Summary of benefits of Consolidation and Virtualization:

  • Lower TCO (power and cooling requirements, less physical assets, reduce time and resources need by IT staff, reduce licensing requirements)
  • Increased flexibility (backups, snapshots, migration, quicker provisioning of new servers)
  • Space savings
  • Makes use of the full capabilities of your new hardware
  • You already have the capabilities, you just need to implement it.
  • Fail-overs can be performed practically instantaneously
  • Upgrades to a new server in the future is greatly simplified
  • It’s much easier  to make  the  resulting  infrastructure resilient  for  business  recovery  and  continuity  solutions

When will you know it’s “GO TIME”?

  • You are trying to cut costs
  • You are trying to increase performance
  • You will be purchasing a new server
  • You spend too much time focused on maintenance
  • You are implementing a software “refresh”
  • Your servers have multiplied to where you have a management problem
  • You need IT to work projects that drive the business
  • Your backup solution is inefficient and ineffective
  • You have a need for a development environment

Virtualization for applications…

In brief, Microsoft SoftGrid helps IT shops lower costs and enhance service by reducing the complexity and labor involved in deploying applications to desktops, portable computers, and terminal servers, as well as the complexity of keeping applications up-to-date.
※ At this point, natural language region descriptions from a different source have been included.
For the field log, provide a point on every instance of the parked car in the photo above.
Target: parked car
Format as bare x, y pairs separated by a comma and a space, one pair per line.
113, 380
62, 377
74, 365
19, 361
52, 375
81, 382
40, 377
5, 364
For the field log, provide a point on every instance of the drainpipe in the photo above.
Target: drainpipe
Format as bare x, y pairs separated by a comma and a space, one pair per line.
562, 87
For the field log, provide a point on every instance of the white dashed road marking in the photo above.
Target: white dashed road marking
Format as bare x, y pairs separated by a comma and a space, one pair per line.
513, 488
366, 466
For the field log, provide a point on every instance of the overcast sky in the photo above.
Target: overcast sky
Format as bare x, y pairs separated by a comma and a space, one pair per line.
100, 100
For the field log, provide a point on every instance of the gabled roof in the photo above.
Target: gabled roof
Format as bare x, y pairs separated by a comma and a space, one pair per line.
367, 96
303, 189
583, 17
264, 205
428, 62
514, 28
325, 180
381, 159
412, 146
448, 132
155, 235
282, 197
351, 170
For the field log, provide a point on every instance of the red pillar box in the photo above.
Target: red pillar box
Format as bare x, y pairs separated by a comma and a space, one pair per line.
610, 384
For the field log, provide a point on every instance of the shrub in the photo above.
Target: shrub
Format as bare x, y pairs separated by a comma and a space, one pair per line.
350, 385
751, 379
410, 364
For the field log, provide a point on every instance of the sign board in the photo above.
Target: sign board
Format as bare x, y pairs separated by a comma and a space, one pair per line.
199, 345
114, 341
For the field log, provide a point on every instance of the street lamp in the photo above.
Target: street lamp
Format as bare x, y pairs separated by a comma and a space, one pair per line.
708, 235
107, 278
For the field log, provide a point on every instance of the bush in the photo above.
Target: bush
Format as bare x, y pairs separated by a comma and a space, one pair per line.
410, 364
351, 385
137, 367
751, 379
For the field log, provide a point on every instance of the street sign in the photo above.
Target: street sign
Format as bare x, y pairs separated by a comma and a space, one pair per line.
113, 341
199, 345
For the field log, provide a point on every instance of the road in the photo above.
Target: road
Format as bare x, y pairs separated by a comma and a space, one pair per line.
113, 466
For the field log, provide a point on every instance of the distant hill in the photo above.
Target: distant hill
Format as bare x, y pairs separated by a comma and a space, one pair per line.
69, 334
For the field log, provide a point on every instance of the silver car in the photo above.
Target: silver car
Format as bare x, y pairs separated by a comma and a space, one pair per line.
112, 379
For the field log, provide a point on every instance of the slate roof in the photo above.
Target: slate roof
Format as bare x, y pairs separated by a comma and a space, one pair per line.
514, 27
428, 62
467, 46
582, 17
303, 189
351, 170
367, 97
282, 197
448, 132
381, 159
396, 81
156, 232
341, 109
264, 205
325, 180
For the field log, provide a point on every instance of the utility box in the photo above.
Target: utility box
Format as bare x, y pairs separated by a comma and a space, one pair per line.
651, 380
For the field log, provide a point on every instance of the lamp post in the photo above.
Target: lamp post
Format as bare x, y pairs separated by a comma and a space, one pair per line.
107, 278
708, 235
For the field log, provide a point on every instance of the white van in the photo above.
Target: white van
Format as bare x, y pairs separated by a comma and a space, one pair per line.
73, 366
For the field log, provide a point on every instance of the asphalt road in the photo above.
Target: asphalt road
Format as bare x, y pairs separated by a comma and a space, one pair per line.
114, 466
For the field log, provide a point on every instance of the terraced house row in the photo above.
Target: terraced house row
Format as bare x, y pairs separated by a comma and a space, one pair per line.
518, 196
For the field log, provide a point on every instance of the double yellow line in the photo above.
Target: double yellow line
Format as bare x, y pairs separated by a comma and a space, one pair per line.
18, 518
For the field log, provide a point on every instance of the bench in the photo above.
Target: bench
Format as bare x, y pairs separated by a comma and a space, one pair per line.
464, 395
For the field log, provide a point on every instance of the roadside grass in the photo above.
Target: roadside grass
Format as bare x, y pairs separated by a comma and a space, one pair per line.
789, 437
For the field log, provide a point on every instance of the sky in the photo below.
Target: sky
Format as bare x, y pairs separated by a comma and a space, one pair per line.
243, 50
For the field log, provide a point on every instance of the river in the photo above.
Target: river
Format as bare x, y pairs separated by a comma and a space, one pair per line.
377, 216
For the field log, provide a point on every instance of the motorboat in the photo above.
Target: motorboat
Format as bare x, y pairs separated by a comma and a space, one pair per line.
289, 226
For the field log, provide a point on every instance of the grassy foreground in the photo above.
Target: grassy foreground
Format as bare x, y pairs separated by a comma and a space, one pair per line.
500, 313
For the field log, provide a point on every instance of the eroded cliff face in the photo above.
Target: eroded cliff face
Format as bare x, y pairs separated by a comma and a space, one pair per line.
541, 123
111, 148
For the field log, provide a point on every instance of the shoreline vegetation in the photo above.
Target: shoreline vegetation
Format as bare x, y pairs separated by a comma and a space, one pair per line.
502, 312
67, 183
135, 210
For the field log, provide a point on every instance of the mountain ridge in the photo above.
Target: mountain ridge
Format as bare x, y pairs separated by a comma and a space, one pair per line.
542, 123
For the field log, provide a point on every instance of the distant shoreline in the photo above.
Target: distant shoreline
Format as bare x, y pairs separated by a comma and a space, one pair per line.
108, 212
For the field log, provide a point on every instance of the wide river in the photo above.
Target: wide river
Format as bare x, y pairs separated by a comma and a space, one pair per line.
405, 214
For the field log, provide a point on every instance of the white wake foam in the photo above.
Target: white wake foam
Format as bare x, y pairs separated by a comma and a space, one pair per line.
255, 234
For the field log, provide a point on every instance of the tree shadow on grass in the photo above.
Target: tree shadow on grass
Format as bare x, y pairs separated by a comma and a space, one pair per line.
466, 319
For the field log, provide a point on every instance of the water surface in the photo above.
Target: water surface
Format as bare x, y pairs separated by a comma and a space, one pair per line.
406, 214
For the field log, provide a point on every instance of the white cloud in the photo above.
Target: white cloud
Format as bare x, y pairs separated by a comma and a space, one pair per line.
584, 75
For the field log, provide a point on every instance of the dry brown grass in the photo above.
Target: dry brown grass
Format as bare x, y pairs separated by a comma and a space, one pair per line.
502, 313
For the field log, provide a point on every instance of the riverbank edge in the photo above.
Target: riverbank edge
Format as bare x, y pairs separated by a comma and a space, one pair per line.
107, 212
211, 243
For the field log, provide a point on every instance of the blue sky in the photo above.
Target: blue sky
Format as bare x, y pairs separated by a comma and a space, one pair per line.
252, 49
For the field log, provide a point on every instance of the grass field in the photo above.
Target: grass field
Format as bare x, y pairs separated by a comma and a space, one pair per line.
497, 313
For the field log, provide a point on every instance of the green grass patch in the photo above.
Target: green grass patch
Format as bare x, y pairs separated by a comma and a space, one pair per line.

The fact that SoftGrid runs applications locally is a key difference from past attempts at virtualization, based on technologies such as Microsoft Windows Server® Terminal Server or Citrix. Because that approach required applications to be centrally hosted and centrally run, it led to mushrooming growth in servers, along with an increase in both hardware purchase costs and hardware maintenance costs. Furthermore, to prevent application conflicts in multi-tenancy situations, IT shops had to create separate instances of servers to host the various applications—a practice that further encouraged the growth of server silos and that resulted in increased management complexity and higher administrative costs.

In contrast, SoftGrid technology offers the ability to deliver and manage applications centrally while allowing client computers to run the applications locally. This approach reduces both hardware proliferation issues and multi-tenancy application conflicts. It also provides all the benefits of SaaS—such as ease of access, ease of
distribution, and ease of management—to earlier client-server applications.